Odeio realizar que, mesmo tendo consciência que as coisas estão caminhando para onde eu gostaria, insisto em fingir normalidade. Odeio ser o profeta do nada.


Eu odeio a explicitude das coisas.

Principalmente quando ela grita na sua cara, me fazendo achar que sou a única pessoa alheia do mundo àquilo. Mas também odeio metáforas demais.
Eu odeio ser o último a saber, mesmo sendo o primeiro. Odeio saber, ter certeza, e fingir ignorar. E odeio perceber que finjo ignorar aquilo que eu mesmo construí, e ainda faço questão de aumentar.


Eu odeio o pouco tempo.

Não a falta dele, mas o curto espaço de tempo. Tanto o pouco tempo psicológico quanto o cronológico.
Eu odeio tentar transformar quinze minutos em quinze horas. E, diante do meu fracasso nesse objetivo, odeio ter que viver cada segundo desses quinze minutos da maneira mais preciosa possível, quase desesparadamente.
Eu odeio cada segundo de silêncio desses quinze minutos. Parece que desperdicei um dia inteiro da minha vida.


Eu odeio a ansiedade.

Por vezes, tento fazer com que as coisas sejam mais rápidas do que elas devem ser. Em alguns momentos, realmente elas o são. Em outros, o tempo parece parar.
Eu odeio perceber que quero andar mais rápido que eu mesmo. Do que meu próprio ritmo.
Eu odeio ter que inventar uma situação hipotética diferente todos os dias, pra curtir o meu próprio pensamento repetitivo. Eu odeio ter que inventar situações ruins também, só pra desencargo de consciência.
E odeio mais ainda quando não consigo inventar nada.

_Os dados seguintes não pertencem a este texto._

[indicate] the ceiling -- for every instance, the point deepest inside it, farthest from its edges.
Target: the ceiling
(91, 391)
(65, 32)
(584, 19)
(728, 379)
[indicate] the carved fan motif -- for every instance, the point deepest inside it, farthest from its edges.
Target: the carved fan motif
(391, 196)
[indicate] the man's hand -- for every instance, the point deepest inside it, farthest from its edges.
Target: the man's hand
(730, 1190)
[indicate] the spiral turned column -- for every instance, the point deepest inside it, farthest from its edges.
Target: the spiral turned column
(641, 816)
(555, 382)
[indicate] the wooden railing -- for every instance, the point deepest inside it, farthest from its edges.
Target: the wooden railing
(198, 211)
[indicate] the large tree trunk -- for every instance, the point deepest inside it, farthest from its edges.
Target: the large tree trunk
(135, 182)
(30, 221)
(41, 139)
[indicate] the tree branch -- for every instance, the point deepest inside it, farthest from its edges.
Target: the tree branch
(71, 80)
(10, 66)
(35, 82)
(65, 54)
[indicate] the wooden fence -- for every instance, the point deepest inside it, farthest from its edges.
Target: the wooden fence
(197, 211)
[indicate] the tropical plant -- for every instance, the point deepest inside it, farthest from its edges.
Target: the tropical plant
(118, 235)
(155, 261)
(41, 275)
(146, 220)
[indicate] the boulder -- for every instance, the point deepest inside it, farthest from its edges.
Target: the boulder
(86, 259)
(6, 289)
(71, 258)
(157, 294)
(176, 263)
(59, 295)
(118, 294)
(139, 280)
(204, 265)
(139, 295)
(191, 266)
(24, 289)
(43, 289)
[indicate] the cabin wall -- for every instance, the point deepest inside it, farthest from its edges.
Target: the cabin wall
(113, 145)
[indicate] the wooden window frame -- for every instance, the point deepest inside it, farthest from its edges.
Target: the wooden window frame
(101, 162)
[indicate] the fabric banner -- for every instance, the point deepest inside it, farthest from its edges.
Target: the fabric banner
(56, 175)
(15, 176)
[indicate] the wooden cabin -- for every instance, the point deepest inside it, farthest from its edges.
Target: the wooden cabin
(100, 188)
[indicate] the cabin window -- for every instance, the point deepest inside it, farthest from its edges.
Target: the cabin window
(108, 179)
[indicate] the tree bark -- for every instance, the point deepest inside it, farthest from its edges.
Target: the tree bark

Eu odeio ser interrompido.

Não pelas pessoas, mas pelo meu próprio cérebro. Odeio ter que me acordar de um sonho acordado. Ainda mais quando não sonho com os meus pensamentos, mas sim com meus sentimentos.
Não odeio o pensamento em si, porém.


Eu odeio o não-ceticismo.

Não que eu seja cético por completo, mas não sobreviveria acreditando nas relações entre as pessoas num mundo onde elas não importam. Pelo menos para as outras pessoas em geral.
Mas eu odeio ter que ser assim.


Eu odeio a falta de inspiração.

Mesmo quando ela está a todo vapor. Odeio ver uma criação incompleta diante de mim. Odeio vê-la completa e revisar umas duas ou três vezes. Odeio revisar algo que deveria existir sempre no seu estado bruto. Cru. Pois é quando a criação reflete mais do seu criador.
Odeio ficar sem uma supresa pra fazer. E odeio ainda mais quando invento uma surpresa e não posso realizá-la. Isso nunca aconteceu, mas tenho certeza que vou odiar.


Eu odeio ter que terminar este texto.

Odeio terminar com minha diversão. Chame-me louco; mas se eu não consigo me divertir sozinho, como seria? Odeio saber que, daqui a pouco, vou ficar imaginando mais situações. Vou dividir a linha do tempo com o antes e o depois do dia da inspiração.

E vou esperar, durante toda a quarta-feira. Passando pelas seis e trinta e cinco e pelas sete horas, pensando que tudo está dando certo, mas errado, de maneira explícita, tentando fazer o dia correr mais rápido, ansioso, desacreditado com um mundo sem inspiração, me divertindo com meus próprios pensamentos...

... até chegar a quinta-feira.


E é por isso que eu adoro esse jogo.

3 comentários:

Ana disse...

"Chame-me louco; mas se eu não consigo me divertir sozinho, como seria?"

eu amei essa frase!

Gude disse...

Ah! Mas não é a mais pura expressão da verdade? :)

Flávia Denise de Magalhães disse...

domingos à tarde, segundas à noite... Não tem como gostar desses tb.